Lindell metió el cochecito en la oficina y Ottosson cerró la puerta tras de sí.

– Aquí todo es paz navideña -expuso-. Tenemos el asesinato a cuchilladas de Libro, además de un loco que se metió en casa de una mujer en Sävja. Hay una conexión. Johny, la mujer y el loco, que se llama Vincent Hahn, fueron compañeros de escuela en Vaksala. Estaba leyendo unos papeles que hemos encontrado en casa de Hahn. Está completamente chiflado. Se queja de todo. Hemos encontrado cinco gruesas carpetas con las copias de las cartas enviadas durante años, y además las respuestas de las diferentes empresas o administraciones.

– ¿Ha estado detenido?

– No tenemos nada. Ni siquiera una queja.
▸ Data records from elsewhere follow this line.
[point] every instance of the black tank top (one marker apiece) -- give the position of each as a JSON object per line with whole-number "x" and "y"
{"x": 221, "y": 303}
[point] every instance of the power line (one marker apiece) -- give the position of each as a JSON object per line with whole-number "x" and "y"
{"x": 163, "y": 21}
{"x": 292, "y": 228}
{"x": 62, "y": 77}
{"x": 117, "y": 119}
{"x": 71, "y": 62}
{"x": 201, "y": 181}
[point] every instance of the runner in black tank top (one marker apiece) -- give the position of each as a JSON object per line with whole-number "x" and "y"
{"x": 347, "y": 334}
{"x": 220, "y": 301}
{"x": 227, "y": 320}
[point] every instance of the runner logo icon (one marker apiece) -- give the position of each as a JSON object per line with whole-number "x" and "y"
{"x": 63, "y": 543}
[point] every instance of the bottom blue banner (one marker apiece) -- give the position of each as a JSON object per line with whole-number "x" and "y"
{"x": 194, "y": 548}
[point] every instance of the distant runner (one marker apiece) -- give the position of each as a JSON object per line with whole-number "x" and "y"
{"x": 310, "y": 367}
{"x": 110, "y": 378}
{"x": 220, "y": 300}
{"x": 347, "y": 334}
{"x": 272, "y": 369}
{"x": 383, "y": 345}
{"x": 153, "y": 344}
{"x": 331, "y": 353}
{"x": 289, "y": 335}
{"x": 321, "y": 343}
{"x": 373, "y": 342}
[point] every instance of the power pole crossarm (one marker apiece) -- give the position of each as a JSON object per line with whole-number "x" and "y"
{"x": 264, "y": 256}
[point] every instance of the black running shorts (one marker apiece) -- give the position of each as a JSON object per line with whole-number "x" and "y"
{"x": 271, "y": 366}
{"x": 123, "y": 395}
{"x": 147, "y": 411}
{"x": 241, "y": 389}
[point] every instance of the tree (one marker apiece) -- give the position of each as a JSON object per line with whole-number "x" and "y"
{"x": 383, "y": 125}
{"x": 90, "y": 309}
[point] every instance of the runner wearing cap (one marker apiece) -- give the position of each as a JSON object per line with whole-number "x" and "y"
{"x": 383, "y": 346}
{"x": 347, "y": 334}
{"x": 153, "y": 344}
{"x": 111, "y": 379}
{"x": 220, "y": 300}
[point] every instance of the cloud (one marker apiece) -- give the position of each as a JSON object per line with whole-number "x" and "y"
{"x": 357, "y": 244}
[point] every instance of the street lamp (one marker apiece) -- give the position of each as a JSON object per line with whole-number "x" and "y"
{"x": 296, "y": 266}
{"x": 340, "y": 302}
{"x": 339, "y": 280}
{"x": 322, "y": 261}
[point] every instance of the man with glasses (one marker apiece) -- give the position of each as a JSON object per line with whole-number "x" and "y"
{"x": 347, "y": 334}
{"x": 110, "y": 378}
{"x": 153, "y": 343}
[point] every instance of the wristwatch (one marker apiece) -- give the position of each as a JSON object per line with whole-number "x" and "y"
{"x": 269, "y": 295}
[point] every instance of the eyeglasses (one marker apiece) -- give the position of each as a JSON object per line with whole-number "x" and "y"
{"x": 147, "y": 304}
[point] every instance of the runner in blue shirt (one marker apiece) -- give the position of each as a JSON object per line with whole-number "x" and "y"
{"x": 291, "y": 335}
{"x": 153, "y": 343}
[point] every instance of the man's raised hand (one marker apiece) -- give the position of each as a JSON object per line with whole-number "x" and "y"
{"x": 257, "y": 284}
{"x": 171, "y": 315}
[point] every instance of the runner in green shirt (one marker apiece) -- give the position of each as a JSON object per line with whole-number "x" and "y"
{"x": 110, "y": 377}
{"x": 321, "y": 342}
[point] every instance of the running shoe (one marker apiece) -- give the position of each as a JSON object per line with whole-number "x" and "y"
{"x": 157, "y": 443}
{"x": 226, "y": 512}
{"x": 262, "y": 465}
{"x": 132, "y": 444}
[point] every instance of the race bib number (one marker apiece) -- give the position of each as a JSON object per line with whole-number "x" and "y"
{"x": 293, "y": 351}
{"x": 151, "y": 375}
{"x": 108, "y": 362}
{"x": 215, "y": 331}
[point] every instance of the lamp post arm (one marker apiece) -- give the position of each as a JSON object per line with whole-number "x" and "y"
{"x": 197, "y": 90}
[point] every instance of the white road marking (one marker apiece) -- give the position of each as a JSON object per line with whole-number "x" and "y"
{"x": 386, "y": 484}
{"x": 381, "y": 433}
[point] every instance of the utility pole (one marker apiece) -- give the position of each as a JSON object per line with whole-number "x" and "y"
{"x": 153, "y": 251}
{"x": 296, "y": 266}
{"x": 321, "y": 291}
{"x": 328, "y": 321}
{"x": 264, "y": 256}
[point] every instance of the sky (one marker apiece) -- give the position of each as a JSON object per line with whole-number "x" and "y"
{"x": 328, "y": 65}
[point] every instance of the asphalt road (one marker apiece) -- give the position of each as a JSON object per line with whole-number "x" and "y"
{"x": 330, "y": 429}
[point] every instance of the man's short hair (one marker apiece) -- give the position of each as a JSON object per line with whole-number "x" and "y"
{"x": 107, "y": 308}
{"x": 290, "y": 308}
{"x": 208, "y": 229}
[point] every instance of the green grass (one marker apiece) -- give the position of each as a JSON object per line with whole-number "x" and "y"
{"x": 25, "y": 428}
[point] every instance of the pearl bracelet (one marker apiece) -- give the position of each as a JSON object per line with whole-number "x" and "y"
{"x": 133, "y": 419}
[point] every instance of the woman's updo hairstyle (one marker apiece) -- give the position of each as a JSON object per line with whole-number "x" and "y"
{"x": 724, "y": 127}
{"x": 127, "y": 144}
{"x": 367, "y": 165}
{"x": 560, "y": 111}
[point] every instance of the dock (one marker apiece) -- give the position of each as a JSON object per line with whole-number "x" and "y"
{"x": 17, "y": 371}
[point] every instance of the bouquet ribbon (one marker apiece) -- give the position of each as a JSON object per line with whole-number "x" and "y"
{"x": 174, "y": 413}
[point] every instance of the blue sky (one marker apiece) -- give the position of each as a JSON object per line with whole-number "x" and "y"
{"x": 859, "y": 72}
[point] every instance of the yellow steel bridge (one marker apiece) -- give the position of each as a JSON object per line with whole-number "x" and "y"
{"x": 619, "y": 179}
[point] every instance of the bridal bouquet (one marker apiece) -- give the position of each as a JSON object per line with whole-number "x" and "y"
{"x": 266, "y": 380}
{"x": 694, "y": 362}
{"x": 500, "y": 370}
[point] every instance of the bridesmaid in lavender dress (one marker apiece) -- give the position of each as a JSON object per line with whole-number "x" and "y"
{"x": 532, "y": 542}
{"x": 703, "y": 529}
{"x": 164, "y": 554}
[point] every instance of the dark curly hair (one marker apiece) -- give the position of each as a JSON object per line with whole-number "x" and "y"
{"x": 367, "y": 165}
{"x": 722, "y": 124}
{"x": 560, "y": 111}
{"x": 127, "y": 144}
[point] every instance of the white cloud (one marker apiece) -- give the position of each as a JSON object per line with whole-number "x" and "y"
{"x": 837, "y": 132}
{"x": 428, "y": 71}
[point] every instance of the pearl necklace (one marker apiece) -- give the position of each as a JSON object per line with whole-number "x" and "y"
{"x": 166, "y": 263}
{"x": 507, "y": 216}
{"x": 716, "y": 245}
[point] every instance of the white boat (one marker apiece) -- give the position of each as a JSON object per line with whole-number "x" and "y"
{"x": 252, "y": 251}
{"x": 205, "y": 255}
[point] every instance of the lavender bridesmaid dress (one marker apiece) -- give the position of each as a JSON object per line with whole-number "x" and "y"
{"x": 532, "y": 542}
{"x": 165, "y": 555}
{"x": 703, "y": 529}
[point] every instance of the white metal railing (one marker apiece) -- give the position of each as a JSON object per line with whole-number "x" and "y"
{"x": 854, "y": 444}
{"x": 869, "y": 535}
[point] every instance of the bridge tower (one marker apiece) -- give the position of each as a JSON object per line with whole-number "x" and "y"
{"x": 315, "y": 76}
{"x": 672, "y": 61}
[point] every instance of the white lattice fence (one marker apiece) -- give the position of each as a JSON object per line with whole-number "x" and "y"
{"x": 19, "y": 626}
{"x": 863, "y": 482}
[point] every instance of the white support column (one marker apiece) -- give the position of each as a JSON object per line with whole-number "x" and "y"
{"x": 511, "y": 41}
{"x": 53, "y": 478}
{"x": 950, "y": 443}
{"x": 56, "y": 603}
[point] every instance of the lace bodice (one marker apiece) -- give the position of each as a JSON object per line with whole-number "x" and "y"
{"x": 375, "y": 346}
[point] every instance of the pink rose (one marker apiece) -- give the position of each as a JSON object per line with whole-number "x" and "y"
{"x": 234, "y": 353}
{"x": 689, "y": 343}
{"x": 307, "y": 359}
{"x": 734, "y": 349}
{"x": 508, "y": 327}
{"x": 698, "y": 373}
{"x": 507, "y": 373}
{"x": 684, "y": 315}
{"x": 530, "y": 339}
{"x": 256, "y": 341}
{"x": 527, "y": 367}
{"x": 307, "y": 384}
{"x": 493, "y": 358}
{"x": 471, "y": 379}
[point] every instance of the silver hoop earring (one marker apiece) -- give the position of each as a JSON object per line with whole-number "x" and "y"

– ¿La conexión con Johny es relevante?

– Lo único que tenemos es que fueron a la misma escuela. Puede ser una coincidencia, pero el asesinato podría ser el comienzo de una especie de venganza particular. Estamos indagando lo mejor que podemos. La viuda de John nunca había oído hablar de Hahn.

– ¿Y el hermano de John?

– Hoy aún no lo hemos localizado.

Lindell sintió la excitación. Después de apenas un par de minutos de conversación, era como si estuviera de vuelta.

– Recuerdo que Lennart Jonsson era un tipo bastante antipático -dijo ella-. Chulo y un poco bocazas.

– Tiene sus cosas -concedió Ottosson-, pero lo que es seguro es que llora la pérdida de su hermano. Ha estado sobrio desde el asesinato. Creo que está investigando por su cuenta. ¿Sabes?, Nilsson, Johan Sebastian, con el que Sammy tiene contacto, llamó para decírnoslo.